L’immobilier domestique reste attractif pour les investisseurs institutionnels
La Haute école de Lucerne a analysé dans une étude le comportement des investisseurs institutionnels suisses en matière de placement. Les caisses de pension, en particulier, investissent davantage dans l'immobilier national, tandis que les portefeuilles de placements étrangers restent stables. La réglementation croissante est considérée comme le plus grand risque en matière d'investissement.
Selon un communiqué, l’étude IFZ Hypothekar und Immobilieninvestition 2025 de la Haute école de Lucerne a examiné le comportement de 228 investisseurs institutionnels suisses, dont des caisses de pension, des compagnies d’assurance, des fondations de placement et des fonds. L’Institut de services financiers de Zoug (IFZ) de la Haute école de Lucerne est situé à Rotkreuz ZG. Selon l’étude, l’immobilier national reste particulièrement attractif en tant que placement.

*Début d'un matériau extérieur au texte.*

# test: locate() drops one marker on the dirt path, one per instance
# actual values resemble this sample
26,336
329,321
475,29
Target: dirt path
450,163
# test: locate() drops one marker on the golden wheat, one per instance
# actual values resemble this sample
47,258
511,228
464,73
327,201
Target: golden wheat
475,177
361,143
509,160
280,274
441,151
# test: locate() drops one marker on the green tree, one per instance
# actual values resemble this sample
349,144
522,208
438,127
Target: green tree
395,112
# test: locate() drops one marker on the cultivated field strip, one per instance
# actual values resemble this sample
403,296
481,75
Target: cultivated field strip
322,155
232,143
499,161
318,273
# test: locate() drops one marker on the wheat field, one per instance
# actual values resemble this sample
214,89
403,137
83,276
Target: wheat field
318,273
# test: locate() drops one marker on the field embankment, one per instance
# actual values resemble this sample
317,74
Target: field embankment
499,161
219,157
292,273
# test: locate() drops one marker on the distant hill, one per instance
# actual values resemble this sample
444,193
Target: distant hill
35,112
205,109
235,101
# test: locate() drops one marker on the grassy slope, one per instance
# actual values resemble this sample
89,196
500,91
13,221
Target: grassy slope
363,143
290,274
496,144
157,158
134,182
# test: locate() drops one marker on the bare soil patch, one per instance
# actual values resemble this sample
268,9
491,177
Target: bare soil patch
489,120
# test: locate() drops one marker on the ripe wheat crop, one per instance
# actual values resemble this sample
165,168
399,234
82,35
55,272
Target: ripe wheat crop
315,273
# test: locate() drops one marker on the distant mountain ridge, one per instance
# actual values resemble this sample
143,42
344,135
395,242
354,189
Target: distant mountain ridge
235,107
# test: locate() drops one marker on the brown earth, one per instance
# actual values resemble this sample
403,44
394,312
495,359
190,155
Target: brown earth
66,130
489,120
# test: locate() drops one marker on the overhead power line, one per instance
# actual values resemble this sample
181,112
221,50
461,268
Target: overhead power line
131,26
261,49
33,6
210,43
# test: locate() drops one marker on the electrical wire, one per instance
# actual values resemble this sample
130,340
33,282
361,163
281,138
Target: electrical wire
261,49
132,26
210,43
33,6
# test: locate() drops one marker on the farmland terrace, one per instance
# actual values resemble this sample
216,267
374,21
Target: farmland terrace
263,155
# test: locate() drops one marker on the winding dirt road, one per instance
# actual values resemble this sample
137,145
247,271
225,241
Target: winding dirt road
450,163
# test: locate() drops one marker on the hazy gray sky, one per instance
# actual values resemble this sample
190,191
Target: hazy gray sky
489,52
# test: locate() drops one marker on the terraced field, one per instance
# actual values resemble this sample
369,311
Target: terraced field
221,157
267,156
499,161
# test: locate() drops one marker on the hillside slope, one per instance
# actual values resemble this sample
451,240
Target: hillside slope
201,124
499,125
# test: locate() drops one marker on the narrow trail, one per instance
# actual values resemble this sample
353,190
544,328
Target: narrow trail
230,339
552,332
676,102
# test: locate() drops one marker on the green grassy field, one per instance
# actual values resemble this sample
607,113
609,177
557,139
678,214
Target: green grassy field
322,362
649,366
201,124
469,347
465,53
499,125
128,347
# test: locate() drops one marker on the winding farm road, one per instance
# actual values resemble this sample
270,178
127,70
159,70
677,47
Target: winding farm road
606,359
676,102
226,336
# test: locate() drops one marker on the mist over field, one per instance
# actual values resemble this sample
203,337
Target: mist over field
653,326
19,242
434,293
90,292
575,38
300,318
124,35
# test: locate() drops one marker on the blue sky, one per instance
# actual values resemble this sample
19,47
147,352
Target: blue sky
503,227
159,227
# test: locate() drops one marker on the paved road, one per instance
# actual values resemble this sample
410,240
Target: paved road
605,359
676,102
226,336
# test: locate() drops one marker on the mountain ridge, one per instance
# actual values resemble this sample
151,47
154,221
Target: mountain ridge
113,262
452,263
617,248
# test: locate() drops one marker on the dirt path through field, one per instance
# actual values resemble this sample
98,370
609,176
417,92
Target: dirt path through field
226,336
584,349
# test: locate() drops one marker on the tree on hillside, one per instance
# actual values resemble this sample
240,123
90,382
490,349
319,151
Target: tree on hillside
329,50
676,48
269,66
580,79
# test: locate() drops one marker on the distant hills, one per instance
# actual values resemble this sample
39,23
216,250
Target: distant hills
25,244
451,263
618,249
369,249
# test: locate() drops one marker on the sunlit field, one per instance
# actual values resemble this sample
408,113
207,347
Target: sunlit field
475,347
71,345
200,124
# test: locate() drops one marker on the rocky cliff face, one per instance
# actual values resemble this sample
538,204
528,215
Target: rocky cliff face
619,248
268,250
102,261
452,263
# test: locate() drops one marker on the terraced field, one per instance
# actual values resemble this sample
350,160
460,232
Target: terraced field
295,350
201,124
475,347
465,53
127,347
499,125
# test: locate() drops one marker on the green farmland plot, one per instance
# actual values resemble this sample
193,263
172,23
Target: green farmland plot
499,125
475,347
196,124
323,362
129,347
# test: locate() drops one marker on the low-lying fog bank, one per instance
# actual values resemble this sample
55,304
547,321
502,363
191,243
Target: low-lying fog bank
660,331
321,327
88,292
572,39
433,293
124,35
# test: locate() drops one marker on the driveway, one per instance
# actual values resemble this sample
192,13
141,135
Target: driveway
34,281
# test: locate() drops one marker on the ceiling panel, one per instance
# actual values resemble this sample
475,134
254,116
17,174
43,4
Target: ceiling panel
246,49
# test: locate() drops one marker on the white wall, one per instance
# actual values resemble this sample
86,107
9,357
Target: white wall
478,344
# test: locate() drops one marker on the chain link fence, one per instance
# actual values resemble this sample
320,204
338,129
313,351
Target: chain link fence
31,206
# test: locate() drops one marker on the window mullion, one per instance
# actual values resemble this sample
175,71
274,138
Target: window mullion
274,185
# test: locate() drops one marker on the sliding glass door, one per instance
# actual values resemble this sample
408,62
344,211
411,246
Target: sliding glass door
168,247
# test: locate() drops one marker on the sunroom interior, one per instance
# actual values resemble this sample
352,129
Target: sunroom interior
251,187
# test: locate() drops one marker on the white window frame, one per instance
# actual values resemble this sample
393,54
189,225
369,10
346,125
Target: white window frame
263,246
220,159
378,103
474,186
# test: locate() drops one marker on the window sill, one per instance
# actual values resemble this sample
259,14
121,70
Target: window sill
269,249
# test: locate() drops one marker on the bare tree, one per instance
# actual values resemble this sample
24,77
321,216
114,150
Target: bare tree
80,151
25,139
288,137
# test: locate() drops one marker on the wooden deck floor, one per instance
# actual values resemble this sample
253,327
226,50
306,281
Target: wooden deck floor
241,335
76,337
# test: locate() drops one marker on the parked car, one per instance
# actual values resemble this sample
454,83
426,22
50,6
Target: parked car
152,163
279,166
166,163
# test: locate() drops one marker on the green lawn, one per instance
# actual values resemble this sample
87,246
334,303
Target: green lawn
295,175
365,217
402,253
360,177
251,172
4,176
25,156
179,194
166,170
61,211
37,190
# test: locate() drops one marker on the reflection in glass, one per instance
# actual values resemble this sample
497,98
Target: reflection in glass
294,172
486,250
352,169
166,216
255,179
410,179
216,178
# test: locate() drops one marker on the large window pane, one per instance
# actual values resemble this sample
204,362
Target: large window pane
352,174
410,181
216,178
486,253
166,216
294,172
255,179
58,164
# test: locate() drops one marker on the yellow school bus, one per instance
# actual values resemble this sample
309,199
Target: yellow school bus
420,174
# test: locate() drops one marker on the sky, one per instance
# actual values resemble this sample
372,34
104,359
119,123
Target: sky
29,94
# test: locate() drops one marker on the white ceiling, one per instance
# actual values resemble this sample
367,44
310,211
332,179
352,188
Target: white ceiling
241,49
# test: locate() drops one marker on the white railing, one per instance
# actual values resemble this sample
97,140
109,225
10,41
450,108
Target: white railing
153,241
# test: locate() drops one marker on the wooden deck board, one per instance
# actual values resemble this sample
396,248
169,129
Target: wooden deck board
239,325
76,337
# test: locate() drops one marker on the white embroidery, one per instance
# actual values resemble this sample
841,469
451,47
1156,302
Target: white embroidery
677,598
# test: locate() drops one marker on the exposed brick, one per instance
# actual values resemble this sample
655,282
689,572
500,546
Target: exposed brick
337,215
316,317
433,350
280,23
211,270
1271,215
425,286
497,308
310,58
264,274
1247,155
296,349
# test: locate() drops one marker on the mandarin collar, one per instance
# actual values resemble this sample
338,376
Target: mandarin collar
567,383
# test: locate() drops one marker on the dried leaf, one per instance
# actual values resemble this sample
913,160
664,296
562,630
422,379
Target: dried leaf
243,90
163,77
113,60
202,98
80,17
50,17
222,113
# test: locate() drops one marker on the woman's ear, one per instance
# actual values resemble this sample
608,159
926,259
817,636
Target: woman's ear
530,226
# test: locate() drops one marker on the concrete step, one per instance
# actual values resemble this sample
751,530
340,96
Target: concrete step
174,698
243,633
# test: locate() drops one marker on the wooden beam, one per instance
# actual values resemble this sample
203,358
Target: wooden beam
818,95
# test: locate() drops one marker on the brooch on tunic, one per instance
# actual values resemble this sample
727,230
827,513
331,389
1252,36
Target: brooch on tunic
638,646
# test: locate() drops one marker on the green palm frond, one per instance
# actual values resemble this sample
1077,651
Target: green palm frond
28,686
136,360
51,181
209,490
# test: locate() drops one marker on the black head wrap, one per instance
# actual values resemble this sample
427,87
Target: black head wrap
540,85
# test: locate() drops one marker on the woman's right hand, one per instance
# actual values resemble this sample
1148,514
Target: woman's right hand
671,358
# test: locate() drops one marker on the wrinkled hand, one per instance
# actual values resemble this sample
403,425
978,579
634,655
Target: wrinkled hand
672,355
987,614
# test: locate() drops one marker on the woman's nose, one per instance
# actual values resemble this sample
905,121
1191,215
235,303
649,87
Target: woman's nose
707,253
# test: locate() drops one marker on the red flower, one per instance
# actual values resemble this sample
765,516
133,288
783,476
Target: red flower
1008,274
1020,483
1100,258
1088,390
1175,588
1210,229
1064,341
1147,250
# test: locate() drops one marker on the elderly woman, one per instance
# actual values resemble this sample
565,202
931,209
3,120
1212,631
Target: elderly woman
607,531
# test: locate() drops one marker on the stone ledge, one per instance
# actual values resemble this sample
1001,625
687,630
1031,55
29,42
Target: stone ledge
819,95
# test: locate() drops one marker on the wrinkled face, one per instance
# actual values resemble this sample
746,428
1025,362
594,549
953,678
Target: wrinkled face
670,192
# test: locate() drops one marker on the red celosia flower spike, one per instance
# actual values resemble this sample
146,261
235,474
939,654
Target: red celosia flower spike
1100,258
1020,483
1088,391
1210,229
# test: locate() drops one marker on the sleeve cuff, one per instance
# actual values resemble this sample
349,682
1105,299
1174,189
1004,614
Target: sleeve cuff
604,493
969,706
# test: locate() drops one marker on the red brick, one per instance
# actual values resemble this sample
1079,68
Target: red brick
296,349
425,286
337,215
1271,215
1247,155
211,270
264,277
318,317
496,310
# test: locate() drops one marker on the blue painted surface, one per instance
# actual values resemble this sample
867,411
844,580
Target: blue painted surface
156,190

Les caisses de pension (CP) maintiennent leur quote-part immobilière moyenne de 24,3 pour cent à un niveau élevé et souhaitent en grande partie continuer à l’augmenter : 47 pour cent veulent renforcer leur parc immobilier suisse, 49 pour cent le maintenir stable et seuls 3 pour cent veulent le réduire. Selon l’étude, toutes les CP font preuve d’un « biais domestique » : l’allocation suisse du patrimoine immobilier se situe entre 85% (grandes CP) et 92% (CP moyennes).
« D’une part, la hausse des prix depuis plus de 25 ans agit comme une confirmation de la stabilité du marché. D’autre part, les investissements à l’étranger semblent moins intéressants en raison des coûts de couverture de change et de la volatilité accrue », explique John Davidson, codirecteur de l’étude, cité dans le communiqué à propos de la préférence pour les avoirs suisses.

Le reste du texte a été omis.